Text reading: in collaboration with Aisling Gallagher and Calum Perrin, Sydenham Arts Presents Safe and Sound

 

Safe and Sound? is a participatory audio art project by and for disabled people living in Lewisham. This project is a collaboration between Aisling Gallagher, Calum Perrin and Sydenham Arts, supported by Arts Council England.

Aisling and Calum are autistic artists who have experienced lockdown in their own ways. You can read about and listen to some of their work on this website.

Over the summer months and into Autumn, Aisling and Calum collected stories and sounds from disabled people, retelling their experiences, ups and downs of lockdown and the impact of the pandemic on their lives, and the lives of disabled people throughout the UK.

These thoughts, words and soundbites have been compiled to create a living recollection of these unparalleled times, and record the experiences which we can all learn from.

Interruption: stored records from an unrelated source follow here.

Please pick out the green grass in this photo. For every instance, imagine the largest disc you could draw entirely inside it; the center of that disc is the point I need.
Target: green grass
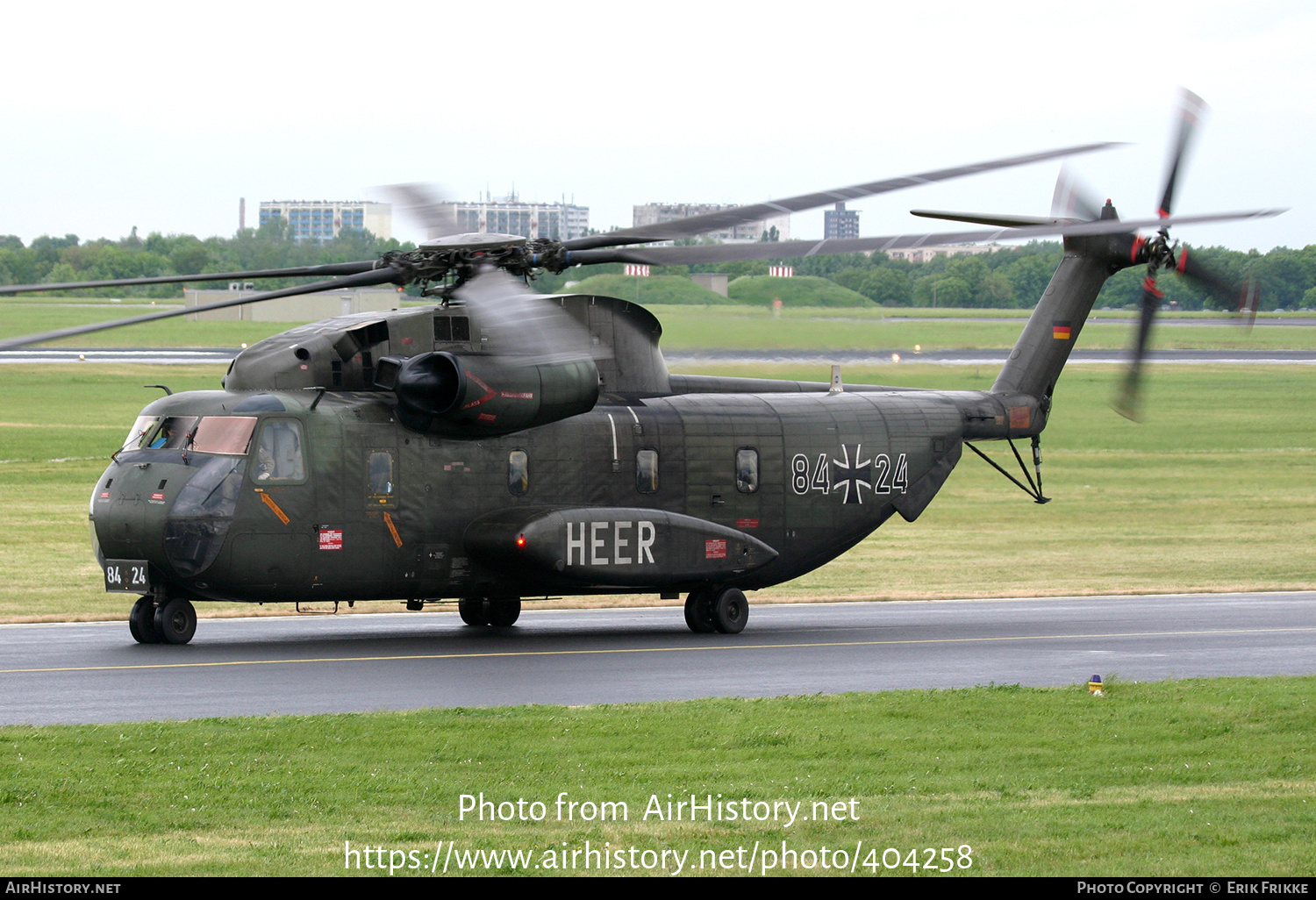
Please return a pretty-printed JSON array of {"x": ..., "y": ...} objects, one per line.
[
  {"x": 660, "y": 289},
  {"x": 1176, "y": 778},
  {"x": 805, "y": 291},
  {"x": 749, "y": 328},
  {"x": 1212, "y": 492}
]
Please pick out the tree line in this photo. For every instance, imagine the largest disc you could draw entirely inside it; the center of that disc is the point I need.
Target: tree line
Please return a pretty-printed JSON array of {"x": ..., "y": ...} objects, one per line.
[{"x": 1005, "y": 278}]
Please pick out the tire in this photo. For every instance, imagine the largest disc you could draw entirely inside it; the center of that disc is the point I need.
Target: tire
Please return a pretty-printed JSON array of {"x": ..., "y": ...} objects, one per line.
[
  {"x": 503, "y": 613},
  {"x": 731, "y": 611},
  {"x": 699, "y": 612},
  {"x": 175, "y": 621},
  {"x": 141, "y": 621},
  {"x": 474, "y": 611}
]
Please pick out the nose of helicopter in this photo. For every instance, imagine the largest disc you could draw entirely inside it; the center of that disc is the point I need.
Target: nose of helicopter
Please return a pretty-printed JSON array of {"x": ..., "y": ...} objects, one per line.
[{"x": 171, "y": 511}]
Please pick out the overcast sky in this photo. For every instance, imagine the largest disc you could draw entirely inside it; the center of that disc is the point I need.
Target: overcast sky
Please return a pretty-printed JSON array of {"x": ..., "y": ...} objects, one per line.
[{"x": 161, "y": 115}]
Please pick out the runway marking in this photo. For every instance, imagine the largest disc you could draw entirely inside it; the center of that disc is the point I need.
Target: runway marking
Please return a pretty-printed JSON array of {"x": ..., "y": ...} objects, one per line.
[{"x": 703, "y": 647}]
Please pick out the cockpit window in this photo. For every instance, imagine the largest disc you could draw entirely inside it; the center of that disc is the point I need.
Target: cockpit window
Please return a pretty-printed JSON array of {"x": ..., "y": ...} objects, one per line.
[
  {"x": 279, "y": 453},
  {"x": 137, "y": 434},
  {"x": 228, "y": 434},
  {"x": 174, "y": 433}
]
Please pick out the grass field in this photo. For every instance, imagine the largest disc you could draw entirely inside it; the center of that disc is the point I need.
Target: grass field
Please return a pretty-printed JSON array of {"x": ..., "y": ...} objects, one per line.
[
  {"x": 1176, "y": 778},
  {"x": 705, "y": 328}
]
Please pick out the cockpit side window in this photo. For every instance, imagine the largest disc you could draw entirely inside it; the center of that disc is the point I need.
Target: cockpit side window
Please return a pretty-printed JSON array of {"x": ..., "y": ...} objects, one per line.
[
  {"x": 137, "y": 434},
  {"x": 279, "y": 453}
]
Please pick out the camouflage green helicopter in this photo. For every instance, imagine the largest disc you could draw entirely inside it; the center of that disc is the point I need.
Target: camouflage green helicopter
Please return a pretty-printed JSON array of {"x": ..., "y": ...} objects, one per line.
[{"x": 503, "y": 445}]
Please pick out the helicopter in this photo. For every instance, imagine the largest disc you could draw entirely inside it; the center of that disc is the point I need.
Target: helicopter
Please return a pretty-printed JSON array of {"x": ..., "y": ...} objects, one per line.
[{"x": 500, "y": 445}]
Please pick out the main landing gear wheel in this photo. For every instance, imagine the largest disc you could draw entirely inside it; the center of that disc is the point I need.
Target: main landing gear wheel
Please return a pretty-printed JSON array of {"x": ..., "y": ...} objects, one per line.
[
  {"x": 502, "y": 613},
  {"x": 731, "y": 611},
  {"x": 473, "y": 611},
  {"x": 141, "y": 621},
  {"x": 175, "y": 621},
  {"x": 482, "y": 611},
  {"x": 699, "y": 612}
]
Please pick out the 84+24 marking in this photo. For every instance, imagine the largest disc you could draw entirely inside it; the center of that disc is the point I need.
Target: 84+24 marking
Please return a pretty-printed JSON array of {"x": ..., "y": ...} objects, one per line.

The act of listening is often taken for granted, but as their personal soundscapes shifted during lockdown, we began to listen consciously to the quiet of the outdoors, the newly audible sounds of nature, and the sometimes claustrophobic sounds of the domestic space we were now confined to.

Listen for yourself to the Sounds of Lockdown. A written excerpt of the piece is also available here.

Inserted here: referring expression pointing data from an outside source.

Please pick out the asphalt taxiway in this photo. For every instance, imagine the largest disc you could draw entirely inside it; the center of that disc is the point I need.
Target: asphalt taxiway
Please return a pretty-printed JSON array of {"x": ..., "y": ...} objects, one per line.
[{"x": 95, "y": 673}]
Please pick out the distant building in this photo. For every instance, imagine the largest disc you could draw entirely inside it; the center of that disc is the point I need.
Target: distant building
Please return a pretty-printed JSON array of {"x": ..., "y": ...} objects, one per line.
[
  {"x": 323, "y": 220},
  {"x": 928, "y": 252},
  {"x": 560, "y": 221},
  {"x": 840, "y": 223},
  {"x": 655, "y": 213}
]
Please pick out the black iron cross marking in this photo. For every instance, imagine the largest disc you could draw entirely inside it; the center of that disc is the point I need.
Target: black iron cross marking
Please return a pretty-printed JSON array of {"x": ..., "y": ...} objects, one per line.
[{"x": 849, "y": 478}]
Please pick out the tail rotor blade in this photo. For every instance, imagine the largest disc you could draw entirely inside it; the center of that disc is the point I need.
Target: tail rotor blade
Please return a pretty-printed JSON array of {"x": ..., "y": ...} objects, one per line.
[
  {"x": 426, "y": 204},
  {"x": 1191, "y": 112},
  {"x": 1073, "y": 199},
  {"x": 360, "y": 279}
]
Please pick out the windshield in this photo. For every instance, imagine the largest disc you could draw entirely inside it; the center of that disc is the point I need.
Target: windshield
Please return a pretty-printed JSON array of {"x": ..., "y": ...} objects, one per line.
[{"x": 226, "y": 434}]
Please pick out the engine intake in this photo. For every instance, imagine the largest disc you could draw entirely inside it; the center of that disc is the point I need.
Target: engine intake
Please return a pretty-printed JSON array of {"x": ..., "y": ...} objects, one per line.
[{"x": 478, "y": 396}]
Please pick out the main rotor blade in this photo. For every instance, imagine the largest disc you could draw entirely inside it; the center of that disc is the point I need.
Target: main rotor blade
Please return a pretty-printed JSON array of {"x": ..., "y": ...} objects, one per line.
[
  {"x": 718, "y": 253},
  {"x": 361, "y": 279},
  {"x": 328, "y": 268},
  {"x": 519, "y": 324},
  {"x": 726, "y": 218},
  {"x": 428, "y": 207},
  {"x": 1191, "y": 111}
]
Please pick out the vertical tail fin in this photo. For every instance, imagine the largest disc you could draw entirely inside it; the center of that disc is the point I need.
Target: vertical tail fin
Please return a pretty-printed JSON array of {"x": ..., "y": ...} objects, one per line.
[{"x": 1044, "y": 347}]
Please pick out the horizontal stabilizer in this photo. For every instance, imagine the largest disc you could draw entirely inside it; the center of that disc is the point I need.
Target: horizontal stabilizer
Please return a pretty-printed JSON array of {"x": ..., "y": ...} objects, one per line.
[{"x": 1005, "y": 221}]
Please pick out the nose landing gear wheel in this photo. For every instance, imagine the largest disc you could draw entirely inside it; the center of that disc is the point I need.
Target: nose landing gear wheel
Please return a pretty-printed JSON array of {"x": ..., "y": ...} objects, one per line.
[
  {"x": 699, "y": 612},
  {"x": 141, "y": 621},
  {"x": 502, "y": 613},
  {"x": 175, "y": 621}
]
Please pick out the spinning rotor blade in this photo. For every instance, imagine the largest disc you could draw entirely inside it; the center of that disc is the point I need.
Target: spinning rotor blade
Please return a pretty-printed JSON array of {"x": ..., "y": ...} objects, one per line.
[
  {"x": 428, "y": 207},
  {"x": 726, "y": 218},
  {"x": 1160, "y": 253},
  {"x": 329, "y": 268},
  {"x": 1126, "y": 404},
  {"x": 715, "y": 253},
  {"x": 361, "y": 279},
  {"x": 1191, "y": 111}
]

Underneath the video, Aisling Gallagher describes the context of the times this piece is being created in for disabled people,  and how the process has changed what they expected to produce.

Safe and Sound grew out of our experiences as autistic artists over the first period of lockdown. Even though many aspects of our situations were isolating, the sudden change in the soundscape was a relief. The constant, low rumble of London traffic had almost disappeared overnight; both wildlife and human life was suddenly more audible, the rattle of passing bikes replacing the roar of car engines. 

However, being confined to our homes for most of the day presented some other soundscape issues. The hum of the fridge, or the fluorescent light, or the hot water pipes? We couldn’t escape it. The radio in the kitchen, the sound of the bathroom door creaking open, the squeak of a floorboard as we crossed our rooms for the hundredth time that day? We were stuck with them, indefinitely.

As autistic people, this new sound world had greatly affected us, and we wanted to know how other disabled people felt. Although we’re originally from theatre backgrounds, Calum as a sound designer, Aisling as a director, we realised that sound art was the perfect lockdown artistic medium; we could make it at home, and easily collect sounds in a socially distanced way. As Aisling is a Lewisham resident, and very active in their local community, this seemed like a great place to start.

At the beginning of this project, we received a small commission as part of Conversations / Future Selves, where disabled artists were invited to make work about what kind of world we wanted to see after the pandemic. It gave us an opportunity to test some creative ideas, play around, and lean into hope – hope that things really could get better, that the world we’d return to would not be the one we left behind. 

Basic adjustments disabled people had been requesting for years were now granted without a second thought. It opened the minds of a lot of people who’d never thought about disabled people before – they suddenly realised that a lot of us had been living like this for years, hidden in plain sight. They saw how easy it was. That all it took was the desire to imagine things differently.

But as summer wore on, things began to change. Most of us naively thought this would be a short-term change, that things would be back to some kind of normal by the end of the year. With every passing day, it’s clear that will not be the case. 

This is the new normal – somewhere between two-worlds, with ever-changing rules and a government who don’t seem to care that ordinary people are suffering. We have felt this ourselves – worries about Universal Credit, mental health referrals delayed indefinitely. Two-thirds of people who have died from coronavirus are disabled. The longer term impact on public mental health is already huge. People can’t isolate because they can’t afford to take the time off. We are living in a kind of purgatory where our fate lies in the hands of people we don’t trust to have our best interests at heart. 

The final composition isn’t what we thought we would create a few months ago. We don’t have as much hope. Pretending that we feel optimistic about the state of the world for disabled people at this point would be dishonest. Art by and for disabled people does not exist to make non-disabled people feel comfortable. What we’ve created is a reflection of how we feel at this moment in time. We hope you don’t feel comfortable when you remember that this is how many of us feel across the UK.